La séparation chez les couples corésidents de même sexe et de sexe différent
Benjamin Marteau
Les couples de même sexe s’inscrivent dans un schéma de diversification des situations conjugales et familiales en Europe. L’enquête Générations et genre (Generations and Gender Survey), utilisée ici pour six pays européens (Allemagne, Belgique, France, Norvège, Pays-Bas, Suède), permet d’analyser l’histoire conjugale des individus et le sexe des partenaires avec qui ils ont cohabité au cours de leur vie. Après avoir tenu compte des erreurs d’encodage du sexe inhérentes à ce type d’enquêtes, nous comparons les risques de rupture des couples formés d’un homme et d’une femme aux couples de personnes de même sexe, avec un modèle de Cox. Ces résultats montrent que les couples de même sexe présentent un risque brut plus élevé de connaître une séparation (2,4 ois) que les couples de sexe différent, mais qui se réduit lorsque les variables explicatives et de contrôle sont introduites dans les modèles. Le mariage et la présence d’enfants constituent deux éléments majeurs augmentant la longévité des couples de sexe différent, situations que les couples de même sexe connaissent moins fréquemment.
Comment évoluent les inégalités de performances scolaires au collège ? Un suivi longitudinal des élèves entre la 6e et la 3e
Joanie Cayouette-Remblière, Léonard Moulin
La focalisation de la sociologie de l’éducation sur les inégalités sociales de réussite d’une part, et d’orientation d’autre part, tend à laisser dans l’ombre les inégalités d’évolution des performances scolaires en France. Or, c’est au fil des trajectoires que se construisent ces inégalités. En s’appuyant sur un échantillon représentatif des entrants en 6e en 2007, cet article s’intéresse aux inégalités sociales d’évolution des performances en français et en mathématiques de la 6e à la 3e. Il montre d’abord que les écarts en fonction de la classe sociale, du sexe et du pays de naissance des parents se creusent pendant les années de collège, au détriment des élèves de classes populaires, des garçons, et des enfants dont les parents sont nés au Maghreb ou en Afrique subsaharienne. Il étudie ensuite le rôle des conditions de scolarisation, démontrant que les évolutions négatives des performances scolaires des élèves dont les parents sont nés au Maghreb ou en Afrique subsaharienne s’expliquent par leur plus forte fréquentation des collèges de l’éducation prioritaire, leur moindre maintien dans les établissements du secteur privé ainsi que leur concentration dans l’agglomération parisienne. Dans le même temps, ces conditions de scolarisation n’expliquent guère l’accroissement des écarts entre classes sociales et sexes.

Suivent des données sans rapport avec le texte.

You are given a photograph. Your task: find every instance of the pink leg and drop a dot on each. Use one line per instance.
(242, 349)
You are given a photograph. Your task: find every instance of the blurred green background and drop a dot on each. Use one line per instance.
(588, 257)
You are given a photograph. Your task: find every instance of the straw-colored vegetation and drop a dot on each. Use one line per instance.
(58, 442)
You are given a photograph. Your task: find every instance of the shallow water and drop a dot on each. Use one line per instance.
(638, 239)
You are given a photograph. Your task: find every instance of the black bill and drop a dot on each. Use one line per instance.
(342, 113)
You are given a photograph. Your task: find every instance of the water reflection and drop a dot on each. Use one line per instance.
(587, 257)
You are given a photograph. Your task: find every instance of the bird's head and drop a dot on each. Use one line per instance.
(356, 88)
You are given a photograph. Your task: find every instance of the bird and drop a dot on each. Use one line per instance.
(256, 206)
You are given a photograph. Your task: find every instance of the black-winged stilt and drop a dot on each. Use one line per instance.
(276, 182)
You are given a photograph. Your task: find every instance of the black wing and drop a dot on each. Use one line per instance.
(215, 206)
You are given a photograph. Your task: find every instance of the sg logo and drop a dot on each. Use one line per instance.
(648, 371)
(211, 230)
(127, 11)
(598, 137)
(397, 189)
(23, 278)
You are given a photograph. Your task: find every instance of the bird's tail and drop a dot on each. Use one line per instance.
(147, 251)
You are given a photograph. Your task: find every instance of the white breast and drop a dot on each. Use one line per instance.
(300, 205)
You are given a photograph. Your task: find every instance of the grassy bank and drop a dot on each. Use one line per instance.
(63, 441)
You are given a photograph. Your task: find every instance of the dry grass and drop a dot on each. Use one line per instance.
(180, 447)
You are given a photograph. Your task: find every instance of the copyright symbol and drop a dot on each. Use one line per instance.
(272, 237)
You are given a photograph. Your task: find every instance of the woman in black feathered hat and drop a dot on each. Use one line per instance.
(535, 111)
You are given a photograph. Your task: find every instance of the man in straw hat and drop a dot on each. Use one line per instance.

Mortalité, fécondité et croissance démographique au Tibet avant 1950
Thomas Spoorenberg
L’évolution de la population du Tibet avant 1950 est relativement mal connue. En raison d’un manque de données, les affirmations selon lesquelles la population tibétaine aurait décliné ou augmenté restent fortement influencées par des considérations politiques. Selon deux études basées sur des données locales, les caractéristiques démographiques de villages tibétains avant les années 1950 auraient favorisé un léger accroissement de population. Cet article examine si les niveaux de fécondité et de mortalité de l’ensemble de la population tibétaine en Chine, permettent d’aboutir à une conclusion similaire. Avant 1950, environ 4 enfants tibétains sur 10 mourraient avant l’âge de 5 ans, ce qui correspond à une espérance de vie à la naissance d’environ 32 ans. La fécondité oscillait entre 4,5 et 5,0 enfants par femme. La combinaison de ces estimations démographiques montre que le niveau de fécondité était donc suffisant pour surmonter le risque de déclin causé par une mortalité élevée. Les informations démographiques examinées pour l’ensemble de la population tibétaine en Chine apportent la preuve d’une augmentation de la population tibétaine avant 1950, et corroborent les conclusions basées sur les données locales.